Sakineh è una poveraccia, perchè dovrebbero volerla morta a tutti i costi?
«Voi non capite, ragionate con la logica di chi vive in paesi dove valgono il diritto e la legge. A Teheran contano la forza, la vendetta, il potere arbitrario. Torturare, uccidere, lapidare Sakineh è un mezzo come un altro per imporre il controllo sulla società. Specialmente ora. Manifestazioni e proteste hanno spaventato il regime e lui reagisce con violenza per salvaguardare il proprio potere. Costringere le donne a rispettare le regole, vietar loro di uscire, imporre velo ed hijab serve a dimostrare che il potere è ancora egemone e nessuno deve sfidarlo. Far capire che chi non obbedisce rischia di morire tra atroci sofferenze serve a disinnescare la voglia di rivolta. Per questo le donne sono nel mirino. Per questo Sakineh è il capro espiatorio delle debolezze del regime».
Perchè proprio lei?
«Sakineh non è la sola, è l’unica per cui ci battiamo. In Iran ci sono almeno 12 donne condannate alla lapidazione. Ogni anno si svolgono almeno 10 lapidazioni ufficiali assieme ad altre non pubblicizzate. Quando pensate a Sakineh ricordatevi che le carceri sono stracolme, che la gente scompare nel nulla, che in quelle galere si muore dimenticati ed ignorati».

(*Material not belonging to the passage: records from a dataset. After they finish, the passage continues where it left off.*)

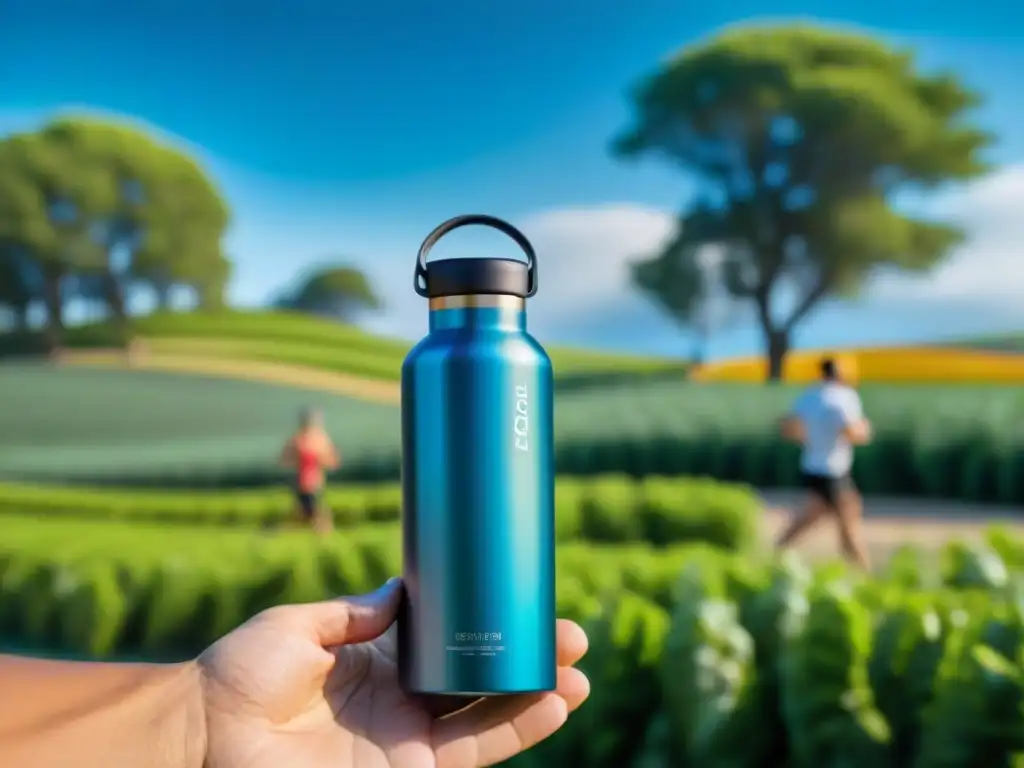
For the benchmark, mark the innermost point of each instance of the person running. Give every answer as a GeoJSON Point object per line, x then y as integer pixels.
{"type": "Point", "coordinates": [828, 421]}
{"type": "Point", "coordinates": [309, 453]}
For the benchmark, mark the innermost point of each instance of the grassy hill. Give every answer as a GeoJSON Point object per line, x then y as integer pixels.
{"type": "Point", "coordinates": [301, 340]}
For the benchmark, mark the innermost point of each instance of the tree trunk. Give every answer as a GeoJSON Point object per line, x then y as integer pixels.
{"type": "Point", "coordinates": [777, 347]}
{"type": "Point", "coordinates": [53, 298]}
{"type": "Point", "coordinates": [116, 301]}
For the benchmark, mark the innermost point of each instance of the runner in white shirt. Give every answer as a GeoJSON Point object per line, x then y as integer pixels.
{"type": "Point", "coordinates": [828, 421]}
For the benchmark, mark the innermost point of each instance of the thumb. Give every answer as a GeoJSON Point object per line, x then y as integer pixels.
{"type": "Point", "coordinates": [356, 620]}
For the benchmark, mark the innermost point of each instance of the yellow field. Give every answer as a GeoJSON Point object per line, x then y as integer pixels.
{"type": "Point", "coordinates": [892, 365]}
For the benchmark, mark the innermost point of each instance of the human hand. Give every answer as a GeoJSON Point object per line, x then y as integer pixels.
{"type": "Point", "coordinates": [315, 685]}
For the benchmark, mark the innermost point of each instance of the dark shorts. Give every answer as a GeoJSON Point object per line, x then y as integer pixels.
{"type": "Point", "coordinates": [307, 503]}
{"type": "Point", "coordinates": [827, 488]}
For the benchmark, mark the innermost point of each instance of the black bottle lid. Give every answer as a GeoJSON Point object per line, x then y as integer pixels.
{"type": "Point", "coordinates": [465, 276]}
{"type": "Point", "coordinates": [477, 275]}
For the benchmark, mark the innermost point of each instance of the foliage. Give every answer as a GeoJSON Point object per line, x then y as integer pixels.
{"type": "Point", "coordinates": [800, 137]}
{"type": "Point", "coordinates": [884, 365]}
{"type": "Point", "coordinates": [608, 510]}
{"type": "Point", "coordinates": [338, 292]}
{"type": "Point", "coordinates": [101, 206]}
{"type": "Point", "coordinates": [697, 657]}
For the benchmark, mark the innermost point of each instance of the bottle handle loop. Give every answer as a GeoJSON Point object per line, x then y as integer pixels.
{"type": "Point", "coordinates": [420, 278]}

Di Sakineh in Iran non parla neppure la cosiddetta opposizione «verde».
«Grazie a internet e tv satellitari gli iraniani, sono informatissimi.

I miei amici giornalisti rimasti lì parlano ogni giorno con i figli di Sakineh, ma non possono pubblicare una riga perché vivono sotto la spada di Damocle della repressione. Finché sai e taci non succede nulla. Non appena agisci la spada cade e t’ annienta».